Этот борец за существование, явившийся, подобно легендарному, обросшему волосами дикарю, который бросается на помощь отчаявшейся принцессе, творит чудеса в самом точном и строгом значении слова. В минуту опасности он обладает несомненным достоинством: ему неизвестны рассуждения о препятствиях, которые она представляет, он не признаёт невозможного. Он не приемлет совершившегося несчастья. Ни одной минуты не допускает он неизбежного и, рискуя быть раздавленным, с радостью берется за работу вопреки всякой надежде, как будто бы сомнения, беспокойство, страх, уныние были чувствами, совершенно чуждыми первобытным силам, его воодушевляющим. Сквозь гранитную скалу он прозревает спасение в виде светлой трещины и силой воображения создает эту трещину в камне. Не усомнившись, он останавливает обрушивающуюся гору. Он устраняет скалу, пробегает по железной проволоке, проскакивает среди двух колонн, среди которых при математическом измерении не было прохода. Среди всех деревьев он безошибочно ухватится за то единственное, которое должно уступить, потому что невидимый червь подточил его корни. Среди груды слабых листьев он открывает единственную крепкую ветку, нависшую над бездной, и среди хаоса заостренных кремней он словно заранее приготовил ложе из мха и трав, которое примет упавшее тело. Очутившись по другую сторону опасности, изумленный, задыхающийся, недоверчивый и несколько смущенный разум оборачивается, чтобы в последний раз созерцать неправдоподобное чудо, а затем он опять по праву берется за руль, между тем как добрый дикарь, которого никто не думает поблагодарить, молча спускается в свою пещеру.

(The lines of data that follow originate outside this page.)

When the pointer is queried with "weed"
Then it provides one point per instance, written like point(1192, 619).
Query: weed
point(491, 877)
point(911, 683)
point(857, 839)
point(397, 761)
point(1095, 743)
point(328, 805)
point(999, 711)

Ничего, может быть, нет удивительного в том, что инстинкт спасает нас от великих обычных опасностей, угрожающих нам с незапамятных времен: от воды, от огня, от падения, от ушибов, от ярости животных. Существует, очевидно, привычка, унаследованный от предков опыт, которым и объясняется ловкость инстинкта. Но меня удивляют та легкость, та смышленость, с какою он постигает самые сложные, самые необычные открытия нашей культуры. Достаточно раз хорошенько показать ему механизм машины самой непредвиденной, – как бы она ни была чужда нашим действительным первичным потребностям и даже бесполезна, – инстинкт поймет все, и отныне в случае надобности он будет знать последние, самые сокровенные секреты этой машины и лучше будет ею управлять, нежели разум, ее построивший.